Upload Items
  • 18 Dec 2024
  • Dark
    Light
  • PDF

Upload Items

  • Dark
    Light
  • PDF

Article summary

With Dataloop, you can upload data directly into Dataloop's storage or syncing data from external cloud storage sources.

Uploading Data into Dataloop's Storage

Users can directly upload their data files, datasets, or other relevant information into Dataloop's storage infrastructure. This process typically involves selecting the files or data to be uploaded and initiating the upload through Dataloop's user interface or SDK.

File System option for Datasets

When using the File system option for Datasets, files' binaries are uploaded and stored on the Dataloop storage (GCP hosted).

To upload files to your dataset:

  1. In the Dashboard page, go to the Data-management widget and find the dataset.
  2. Click the Upload Items icon.
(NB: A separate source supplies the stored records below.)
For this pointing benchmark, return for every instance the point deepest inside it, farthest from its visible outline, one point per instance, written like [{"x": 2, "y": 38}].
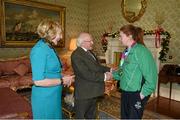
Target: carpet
[{"x": 109, "y": 108}]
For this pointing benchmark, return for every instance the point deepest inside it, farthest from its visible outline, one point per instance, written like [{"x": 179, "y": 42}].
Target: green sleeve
[
  {"x": 117, "y": 74},
  {"x": 149, "y": 71}
]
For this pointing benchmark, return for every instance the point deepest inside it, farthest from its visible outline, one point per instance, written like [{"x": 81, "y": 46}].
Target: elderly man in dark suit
[{"x": 89, "y": 77}]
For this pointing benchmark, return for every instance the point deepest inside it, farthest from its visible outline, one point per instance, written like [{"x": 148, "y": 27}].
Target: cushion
[
  {"x": 0, "y": 72},
  {"x": 21, "y": 69}
]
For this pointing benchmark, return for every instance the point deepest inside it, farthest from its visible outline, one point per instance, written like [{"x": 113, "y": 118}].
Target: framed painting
[{"x": 20, "y": 18}]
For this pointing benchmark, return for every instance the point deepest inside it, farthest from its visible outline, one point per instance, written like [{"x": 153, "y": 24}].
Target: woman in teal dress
[{"x": 46, "y": 73}]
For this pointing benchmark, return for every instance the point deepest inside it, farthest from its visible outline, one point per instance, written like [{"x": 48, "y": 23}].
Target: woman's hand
[{"x": 68, "y": 80}]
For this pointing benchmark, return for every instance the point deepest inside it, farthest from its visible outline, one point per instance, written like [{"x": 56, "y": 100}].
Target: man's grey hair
[{"x": 81, "y": 38}]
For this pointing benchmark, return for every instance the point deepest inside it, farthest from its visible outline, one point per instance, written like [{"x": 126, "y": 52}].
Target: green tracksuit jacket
[{"x": 138, "y": 64}]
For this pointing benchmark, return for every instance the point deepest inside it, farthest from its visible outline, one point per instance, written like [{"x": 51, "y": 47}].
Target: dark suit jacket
[{"x": 89, "y": 75}]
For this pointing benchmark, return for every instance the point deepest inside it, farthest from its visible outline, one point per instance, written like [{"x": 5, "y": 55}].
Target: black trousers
[
  {"x": 132, "y": 106},
  {"x": 85, "y": 109}
]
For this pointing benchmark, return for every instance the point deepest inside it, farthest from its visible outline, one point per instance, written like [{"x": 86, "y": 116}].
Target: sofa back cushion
[
  {"x": 21, "y": 69},
  {"x": 7, "y": 66}
]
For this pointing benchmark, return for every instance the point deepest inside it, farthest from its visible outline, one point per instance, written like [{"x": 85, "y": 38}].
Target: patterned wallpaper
[
  {"x": 98, "y": 16},
  {"x": 76, "y": 21},
  {"x": 105, "y": 15}
]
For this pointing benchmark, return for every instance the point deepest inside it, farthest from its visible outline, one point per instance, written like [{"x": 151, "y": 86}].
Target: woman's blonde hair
[{"x": 48, "y": 29}]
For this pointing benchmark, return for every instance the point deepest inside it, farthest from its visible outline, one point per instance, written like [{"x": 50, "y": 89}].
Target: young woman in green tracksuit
[{"x": 137, "y": 73}]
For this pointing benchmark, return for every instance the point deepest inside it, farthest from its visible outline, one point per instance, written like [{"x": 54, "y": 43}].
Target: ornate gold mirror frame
[{"x": 132, "y": 10}]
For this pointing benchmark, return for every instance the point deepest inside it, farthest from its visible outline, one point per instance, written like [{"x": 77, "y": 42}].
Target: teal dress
[{"x": 45, "y": 101}]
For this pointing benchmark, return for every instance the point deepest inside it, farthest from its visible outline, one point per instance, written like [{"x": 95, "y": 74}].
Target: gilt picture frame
[{"x": 20, "y": 18}]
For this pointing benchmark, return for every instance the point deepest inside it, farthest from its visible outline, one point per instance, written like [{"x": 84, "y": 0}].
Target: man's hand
[{"x": 68, "y": 80}]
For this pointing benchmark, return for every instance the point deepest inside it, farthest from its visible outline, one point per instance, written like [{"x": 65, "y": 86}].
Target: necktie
[{"x": 89, "y": 52}]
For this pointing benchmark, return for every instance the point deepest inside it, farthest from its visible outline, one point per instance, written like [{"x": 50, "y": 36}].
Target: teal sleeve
[
  {"x": 38, "y": 63},
  {"x": 149, "y": 71}
]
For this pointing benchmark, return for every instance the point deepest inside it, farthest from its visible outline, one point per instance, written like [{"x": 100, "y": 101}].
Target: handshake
[{"x": 108, "y": 75}]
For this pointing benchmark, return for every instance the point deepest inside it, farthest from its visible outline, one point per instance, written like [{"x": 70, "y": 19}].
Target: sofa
[{"x": 15, "y": 73}]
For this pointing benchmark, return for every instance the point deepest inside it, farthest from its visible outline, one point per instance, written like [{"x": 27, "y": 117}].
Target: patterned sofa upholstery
[{"x": 15, "y": 73}]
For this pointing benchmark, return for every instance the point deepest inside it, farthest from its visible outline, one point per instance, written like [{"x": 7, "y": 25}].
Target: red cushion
[{"x": 21, "y": 69}]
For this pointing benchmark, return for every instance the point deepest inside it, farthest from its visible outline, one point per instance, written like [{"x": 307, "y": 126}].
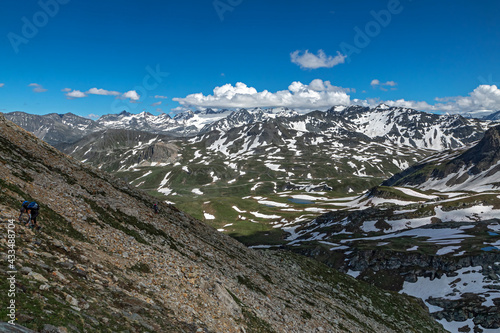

Alternatively, when in the Dataset-browser, click the Upload Items icon.
  3. Select either Upload file or Upload folder from the list if you need to upload individual files or entire folders.
  4. Find the file or folder and click Upload. A confirmation message is displayed.
Browser upload limits

A browser crash or halt is possible while attempting to upload one or more files larger than 1 GB and more than 100 folders, since browsers are not designed to manage the upload process. Your computer's configuration and Internet connection can affect the precise number. To upload many files and folders, use the SDK as detailed in the Upload and Manage Data & Metadata tutorial.


Syncing Data from External Cloud Storage Driver

Dataloop provides the capability to synchronize data from external cloud storage platforms. Users can connect their Dataloop accounts with popular cloud storage services such as Amazon S3, Google Cloud Storage, or Microsoft Azure, and seamlessly transfer data between these platforms and Dataloop.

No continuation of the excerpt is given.